Uno dei pregi del film è l’ottima prova recitativa del quartetto dei protagonisti, fra le quali trovo di assoluto valore, oltre alle celebrate ma brevi apparizioni di Orson Welles, quella della splendida Alida Valli che dà una dolente e intensa umanità al suo complesso personaggio. Il cast è completato da ottimi caratteristi, fra i quali Bernard Lee, il sergente aiutante di Calloway, poi famoso come M nei film di 007, Paul Hörniger (il portiere), Sigfried Breurer (Popescu), Ernst Deutsch (il barone Kurz).
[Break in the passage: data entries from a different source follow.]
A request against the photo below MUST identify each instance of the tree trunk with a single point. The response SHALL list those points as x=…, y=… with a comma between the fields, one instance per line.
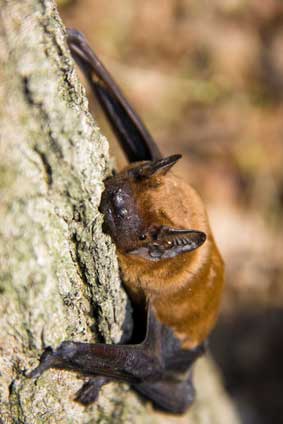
x=59, y=273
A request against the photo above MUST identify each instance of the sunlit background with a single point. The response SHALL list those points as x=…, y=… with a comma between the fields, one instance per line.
x=207, y=78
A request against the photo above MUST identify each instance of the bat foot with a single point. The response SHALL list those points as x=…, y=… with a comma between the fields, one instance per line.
x=89, y=392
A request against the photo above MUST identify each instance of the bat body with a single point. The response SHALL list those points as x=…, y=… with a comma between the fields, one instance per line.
x=169, y=261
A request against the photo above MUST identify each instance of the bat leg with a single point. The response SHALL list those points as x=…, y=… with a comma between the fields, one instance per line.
x=89, y=391
x=129, y=363
x=168, y=395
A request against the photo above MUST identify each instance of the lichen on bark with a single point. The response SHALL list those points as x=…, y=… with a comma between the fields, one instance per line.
x=59, y=275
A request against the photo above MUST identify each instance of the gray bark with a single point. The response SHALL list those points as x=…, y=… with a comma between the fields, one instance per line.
x=58, y=272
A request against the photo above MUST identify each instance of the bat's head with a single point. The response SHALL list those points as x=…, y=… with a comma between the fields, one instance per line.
x=134, y=220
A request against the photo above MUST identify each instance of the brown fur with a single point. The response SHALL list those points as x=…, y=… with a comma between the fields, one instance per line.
x=186, y=290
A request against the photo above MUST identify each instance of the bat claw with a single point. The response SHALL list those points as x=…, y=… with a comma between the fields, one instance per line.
x=47, y=360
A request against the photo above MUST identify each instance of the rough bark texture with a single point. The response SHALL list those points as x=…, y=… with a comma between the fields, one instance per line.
x=59, y=274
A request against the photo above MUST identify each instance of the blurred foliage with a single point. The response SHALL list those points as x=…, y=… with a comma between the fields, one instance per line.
x=207, y=77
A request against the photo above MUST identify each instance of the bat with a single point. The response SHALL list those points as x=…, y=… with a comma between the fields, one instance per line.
x=170, y=265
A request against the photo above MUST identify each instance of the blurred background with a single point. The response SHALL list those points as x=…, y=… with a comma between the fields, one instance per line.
x=207, y=78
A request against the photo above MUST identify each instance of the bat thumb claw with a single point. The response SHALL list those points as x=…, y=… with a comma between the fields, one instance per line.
x=47, y=360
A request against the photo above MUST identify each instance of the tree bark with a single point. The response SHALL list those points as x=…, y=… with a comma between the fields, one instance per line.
x=59, y=275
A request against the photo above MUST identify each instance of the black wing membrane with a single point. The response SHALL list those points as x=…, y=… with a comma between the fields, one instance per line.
x=132, y=134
Trovo che piccoli difetti del film siano i siparietti della padrona di casa di Anna, del tutto superflui, e la connotazione un po’ caricaturale del portiere di Harry, in realtà un personaggio drammatico.
Questo film ha un posto particolare nella mia memoria: era uno dei preferiti dei miei genitori che accompagnavo quando (come accadeva per i film famosi), nell’era della celluloide era riprogrammato con una certa frequnza, anche dopo diversi anni dalla sua uscita, spesso in fumose sale di periferia con i sedili di legno. Probabilmente allora non ci capivo un granché, ma mi rimasero fortemente impresse alcune scene, come le scene di azione, la ruota del Prater e, soprattutto, l’inseguimento nelle fogne (per fortuna i film sono inodori). Nel corso degli anni ho continuato a rivederlo, in tv e in dvd e, nonostante gli anni trascorsi e le diverse modalità di visione, sempre con immutato piacere e interesse, a testimonianza del grande valore del film.